ZFP57, a KRAB- containing zinc finger protein, plays a pivotal role in the maintenance of the parent of origin-dependent epigenetic state, DNA methylation and histone tails specific modifications, of the several imprinted loci in mouse, through the association with known imprinting control regions (ICRs). ZFP57 associates with KAP1, the general corepressor of the abundant KRAB-ZFPs family, a recruiter of chromatin modifiers, namely the histone H3 methyltransferase SETDB1 and heterochromatin protein-1 (HP1) isoforms, thus promoting H3 trimethylation at lysine 9 and chromoproteins assembly at targeted sites.
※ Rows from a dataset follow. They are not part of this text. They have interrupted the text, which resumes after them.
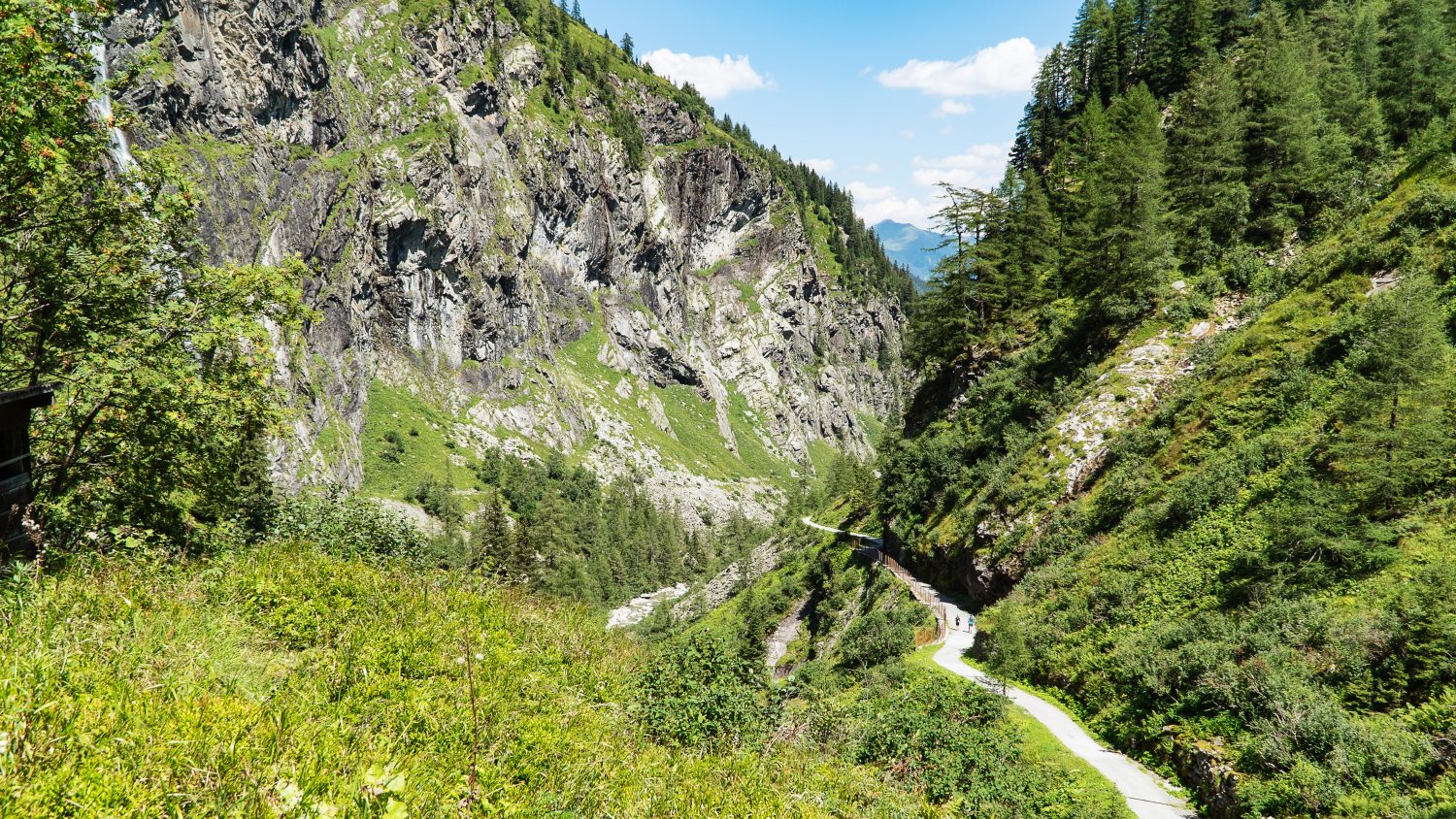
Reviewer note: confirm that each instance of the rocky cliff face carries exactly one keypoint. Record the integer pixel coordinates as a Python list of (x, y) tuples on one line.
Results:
[(507, 256)]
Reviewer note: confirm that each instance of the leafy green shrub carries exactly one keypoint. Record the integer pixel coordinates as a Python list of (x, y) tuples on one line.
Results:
[(347, 525), (874, 639), (440, 501), (701, 693), (941, 735)]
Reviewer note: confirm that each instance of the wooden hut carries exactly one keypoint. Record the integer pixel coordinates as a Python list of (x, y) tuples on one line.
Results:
[(15, 461)]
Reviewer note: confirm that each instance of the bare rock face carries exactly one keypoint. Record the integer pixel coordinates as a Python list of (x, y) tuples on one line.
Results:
[(510, 261)]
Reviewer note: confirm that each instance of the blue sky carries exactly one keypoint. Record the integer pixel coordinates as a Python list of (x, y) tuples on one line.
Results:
[(885, 98)]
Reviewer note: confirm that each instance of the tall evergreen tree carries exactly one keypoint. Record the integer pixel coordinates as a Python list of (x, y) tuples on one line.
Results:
[(1418, 79), (1181, 38), (1395, 425), (1118, 239), (1210, 203), (1284, 122)]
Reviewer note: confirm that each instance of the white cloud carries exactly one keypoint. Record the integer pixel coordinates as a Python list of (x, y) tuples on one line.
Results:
[(715, 78), (879, 204), (980, 166), (1007, 67), (951, 108)]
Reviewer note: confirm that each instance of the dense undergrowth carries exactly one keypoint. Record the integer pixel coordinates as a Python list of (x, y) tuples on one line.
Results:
[(850, 688), (1258, 568), (1266, 562), (285, 681)]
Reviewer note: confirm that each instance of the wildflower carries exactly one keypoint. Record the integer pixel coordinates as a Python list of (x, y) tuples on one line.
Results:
[(379, 781), (290, 796)]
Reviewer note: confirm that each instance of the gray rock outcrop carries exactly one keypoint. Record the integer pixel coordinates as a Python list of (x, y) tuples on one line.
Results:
[(468, 242)]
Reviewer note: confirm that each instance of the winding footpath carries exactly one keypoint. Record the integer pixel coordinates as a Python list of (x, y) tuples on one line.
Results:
[(1147, 796)]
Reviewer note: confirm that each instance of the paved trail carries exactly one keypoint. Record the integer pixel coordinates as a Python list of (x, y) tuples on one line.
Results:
[(1147, 795)]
Furthermore, DNA methyltransferases are also present in KAP1 complexes, a finding that correlates with the requirement for ZFP57 to maintain DNA methylation at ICRs and its dependence on DNA methylation of sequence-specific exameric targets for binding. Our aim is to study the role of ZFP57/KAP1 in imprinting maintenance, epigenome regulation and potential role in neurogenesis and differentiation in a mouse model. Genome-wide chromatin analyses show that ZFP57 associates to several hundred loci in murine embryonal stem cells (ESCs) indicating a wider epigenomic/etic role than just ICR imprinting maintenance. Apart from the expression in the zygote and early embryonic pre-implantation stages, ZFP57 is also espressed later during embryo development at specific regions, notably in the nervous system. We report data regarding initial studies on the influence, dynamics and fate of ZFP57/KAP1 epigenetic/omic dependent signature, with a focus on the potential connection to specific factors involved in writing and reading DNA methylation marks, by the use of ESCs (undifferentiated and differentiated cells toward neural fate) and of developing/post-natal brain.